Sunday, April 9, 2000

More Implant Injustice The federal government is suing for a cut of the multibillion-dollar fund established to settle breast-implant claims . Reimbursement supposedly is due Medicare and other federally funded health care programs for treatment of implant-related disorders. In reality, this is yet another corporate shakedown by the Clinton administration.

The lawsuit filed March 31 by the Justice Department seeks to halt settlement payments to thousands of women until federal expenditures are first recovered. A Justice spokesman said "millions" of dollars are owed, but acknowledged that no actual accounting has been conducted.

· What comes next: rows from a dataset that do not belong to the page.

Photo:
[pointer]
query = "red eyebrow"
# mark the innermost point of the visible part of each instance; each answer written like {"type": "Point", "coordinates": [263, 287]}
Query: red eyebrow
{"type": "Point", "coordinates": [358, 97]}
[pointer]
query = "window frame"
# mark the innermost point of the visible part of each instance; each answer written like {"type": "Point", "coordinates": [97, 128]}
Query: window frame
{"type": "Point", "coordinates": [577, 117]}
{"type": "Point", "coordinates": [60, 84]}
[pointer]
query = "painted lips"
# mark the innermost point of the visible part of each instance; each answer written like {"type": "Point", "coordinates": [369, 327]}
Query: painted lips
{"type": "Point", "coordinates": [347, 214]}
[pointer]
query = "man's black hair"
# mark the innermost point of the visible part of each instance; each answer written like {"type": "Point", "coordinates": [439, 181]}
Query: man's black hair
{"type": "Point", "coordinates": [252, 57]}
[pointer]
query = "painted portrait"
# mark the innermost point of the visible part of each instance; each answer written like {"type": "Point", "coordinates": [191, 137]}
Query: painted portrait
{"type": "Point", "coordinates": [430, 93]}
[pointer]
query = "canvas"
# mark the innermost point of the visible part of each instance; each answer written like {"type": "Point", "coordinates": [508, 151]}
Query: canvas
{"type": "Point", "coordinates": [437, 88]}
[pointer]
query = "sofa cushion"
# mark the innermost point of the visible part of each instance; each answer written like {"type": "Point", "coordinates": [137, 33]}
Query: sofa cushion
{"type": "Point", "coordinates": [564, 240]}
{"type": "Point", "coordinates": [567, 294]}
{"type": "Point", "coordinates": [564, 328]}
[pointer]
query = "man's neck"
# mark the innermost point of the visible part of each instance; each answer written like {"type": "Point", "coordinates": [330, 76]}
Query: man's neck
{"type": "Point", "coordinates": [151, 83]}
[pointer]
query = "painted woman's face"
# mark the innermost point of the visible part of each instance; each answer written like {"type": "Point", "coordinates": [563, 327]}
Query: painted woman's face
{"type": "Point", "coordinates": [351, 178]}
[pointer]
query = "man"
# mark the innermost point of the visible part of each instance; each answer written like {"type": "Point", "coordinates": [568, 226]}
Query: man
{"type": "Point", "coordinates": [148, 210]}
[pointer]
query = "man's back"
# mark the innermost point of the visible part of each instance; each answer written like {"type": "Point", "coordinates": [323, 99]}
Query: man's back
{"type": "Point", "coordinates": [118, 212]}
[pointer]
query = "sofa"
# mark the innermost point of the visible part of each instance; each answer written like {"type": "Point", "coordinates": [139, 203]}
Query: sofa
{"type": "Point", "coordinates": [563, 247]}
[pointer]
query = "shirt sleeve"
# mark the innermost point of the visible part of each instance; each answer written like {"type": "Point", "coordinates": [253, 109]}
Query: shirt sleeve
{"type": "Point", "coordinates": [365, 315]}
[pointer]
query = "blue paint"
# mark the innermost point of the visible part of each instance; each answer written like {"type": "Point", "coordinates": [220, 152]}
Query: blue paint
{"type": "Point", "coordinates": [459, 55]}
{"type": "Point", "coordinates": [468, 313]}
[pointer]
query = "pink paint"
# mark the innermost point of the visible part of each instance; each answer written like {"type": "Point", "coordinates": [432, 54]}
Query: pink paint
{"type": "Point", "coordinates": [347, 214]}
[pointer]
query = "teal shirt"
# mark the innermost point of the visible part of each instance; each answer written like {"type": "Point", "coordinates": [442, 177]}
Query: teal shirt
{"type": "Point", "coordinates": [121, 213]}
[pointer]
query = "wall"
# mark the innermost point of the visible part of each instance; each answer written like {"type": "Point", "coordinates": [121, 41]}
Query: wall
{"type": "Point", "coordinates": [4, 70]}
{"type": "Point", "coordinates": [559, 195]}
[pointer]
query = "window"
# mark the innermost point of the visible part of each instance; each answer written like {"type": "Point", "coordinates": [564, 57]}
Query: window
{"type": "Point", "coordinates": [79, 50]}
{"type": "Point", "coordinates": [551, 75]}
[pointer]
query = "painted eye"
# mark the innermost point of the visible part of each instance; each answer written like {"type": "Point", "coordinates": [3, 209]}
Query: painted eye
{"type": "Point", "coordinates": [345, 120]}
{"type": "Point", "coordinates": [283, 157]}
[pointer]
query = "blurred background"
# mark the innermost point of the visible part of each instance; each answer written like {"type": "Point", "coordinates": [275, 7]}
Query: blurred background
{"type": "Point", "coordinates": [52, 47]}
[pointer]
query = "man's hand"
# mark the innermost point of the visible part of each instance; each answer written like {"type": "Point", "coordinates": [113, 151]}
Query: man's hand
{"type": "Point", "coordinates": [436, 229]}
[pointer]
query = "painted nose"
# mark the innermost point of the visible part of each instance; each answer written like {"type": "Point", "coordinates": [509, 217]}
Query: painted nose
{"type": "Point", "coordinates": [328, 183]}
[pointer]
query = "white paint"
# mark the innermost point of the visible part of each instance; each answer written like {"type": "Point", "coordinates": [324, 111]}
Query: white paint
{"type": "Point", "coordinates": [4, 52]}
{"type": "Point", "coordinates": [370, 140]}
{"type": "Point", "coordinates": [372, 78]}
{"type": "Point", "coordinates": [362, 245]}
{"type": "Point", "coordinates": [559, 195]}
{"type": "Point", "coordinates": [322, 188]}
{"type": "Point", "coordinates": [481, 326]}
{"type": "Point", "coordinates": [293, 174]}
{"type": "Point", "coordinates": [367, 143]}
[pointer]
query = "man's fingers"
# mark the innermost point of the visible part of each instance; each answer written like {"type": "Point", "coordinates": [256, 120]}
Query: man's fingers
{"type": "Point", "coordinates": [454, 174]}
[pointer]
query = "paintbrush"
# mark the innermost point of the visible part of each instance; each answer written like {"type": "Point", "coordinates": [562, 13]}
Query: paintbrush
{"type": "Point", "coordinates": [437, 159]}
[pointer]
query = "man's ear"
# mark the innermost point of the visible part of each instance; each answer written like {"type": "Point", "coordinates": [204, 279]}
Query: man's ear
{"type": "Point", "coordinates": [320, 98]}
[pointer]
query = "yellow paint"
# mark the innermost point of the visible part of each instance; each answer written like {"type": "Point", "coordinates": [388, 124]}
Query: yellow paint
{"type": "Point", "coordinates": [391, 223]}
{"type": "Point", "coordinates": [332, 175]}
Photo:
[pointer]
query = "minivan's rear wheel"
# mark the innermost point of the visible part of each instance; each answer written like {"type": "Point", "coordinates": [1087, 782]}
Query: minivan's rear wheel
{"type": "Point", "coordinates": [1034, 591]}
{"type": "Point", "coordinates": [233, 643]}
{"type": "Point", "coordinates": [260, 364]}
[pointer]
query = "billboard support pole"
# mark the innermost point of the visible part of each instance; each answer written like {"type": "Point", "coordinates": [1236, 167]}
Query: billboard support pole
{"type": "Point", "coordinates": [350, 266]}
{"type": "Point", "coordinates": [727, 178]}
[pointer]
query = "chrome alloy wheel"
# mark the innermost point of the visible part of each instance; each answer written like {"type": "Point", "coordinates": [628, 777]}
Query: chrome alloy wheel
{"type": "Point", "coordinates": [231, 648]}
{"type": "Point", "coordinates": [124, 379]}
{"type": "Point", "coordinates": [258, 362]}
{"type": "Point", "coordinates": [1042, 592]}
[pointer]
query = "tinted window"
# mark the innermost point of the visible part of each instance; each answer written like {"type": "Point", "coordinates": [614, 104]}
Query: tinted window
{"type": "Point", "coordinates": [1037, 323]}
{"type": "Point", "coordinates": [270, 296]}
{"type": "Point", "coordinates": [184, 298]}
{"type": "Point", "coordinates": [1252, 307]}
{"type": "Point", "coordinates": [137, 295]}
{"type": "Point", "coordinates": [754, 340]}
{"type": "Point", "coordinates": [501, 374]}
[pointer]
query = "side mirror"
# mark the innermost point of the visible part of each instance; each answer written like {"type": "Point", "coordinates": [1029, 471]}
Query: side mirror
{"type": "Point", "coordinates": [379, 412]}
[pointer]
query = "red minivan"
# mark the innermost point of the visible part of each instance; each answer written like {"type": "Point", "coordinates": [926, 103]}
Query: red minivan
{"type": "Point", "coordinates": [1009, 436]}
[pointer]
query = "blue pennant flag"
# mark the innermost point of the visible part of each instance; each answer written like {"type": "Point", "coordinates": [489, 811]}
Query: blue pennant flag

In a similar vein, the government also is delaying the emergence of Michigan-based Dow Corning Corp. from bankruptcy protection. Justice Department attorneys have filed objections to the company's court-approved reorganization plan, which commits $3.2 billion to settle tens of thousands of implant claims that forced Dow Corning's Chapter 11 filing. The government insists that Dow Corning first determine which claimants received federally financed medical care.

Two federal statutes - the Medical Care Recovery Act and the Medicare Secondary Payer Law - allow the government to sue for reimbursement when a third party is deemed liable for the medical conditions requiring treatment. But a slew of research - including the government's own - has consistently failed to establish any link between silicone breast implants and the myriad disorders cited by claimants. Simply put, Dow Corning and other medical device manufacturers are not liable, and none of the settlement agreements assign such liability.

Were it not for the feds, in fact, the industry would not be forfeiting billions of dollars to settle tens of thousands of unwarranted claims. The Food and Drug Administration in 1992 largely provoked the tort frenzy by effectively banning breast implants despite the total absence of an implant link to disease. But no company could afford to litigate the flood of claims that followed. That the Clinton administration now intends to profit from such injustice is, frankly, repellent.

The pattern here is unmistakable. Be it tobacco products, guns or implants, the government seeks to enrich itself at the expense of industry. And the consequences are grave. The implant jihad, for example, created an acute shortage of life-saving silicone-based medical devices.

Taxpayers may derive some comfort in knowing that Washington at least makes some attempt to recoup expenditures for which third parties are responsible. But fear is more appropriate when government derives ever greater power by what is essentially extortion from its citizens.

Our view

The federal government's grab for a share of the settlement money in breast implant suits is unjust.

Opposing view

Government should be reimbursed for the cost of treating those who have been injured by breast implants.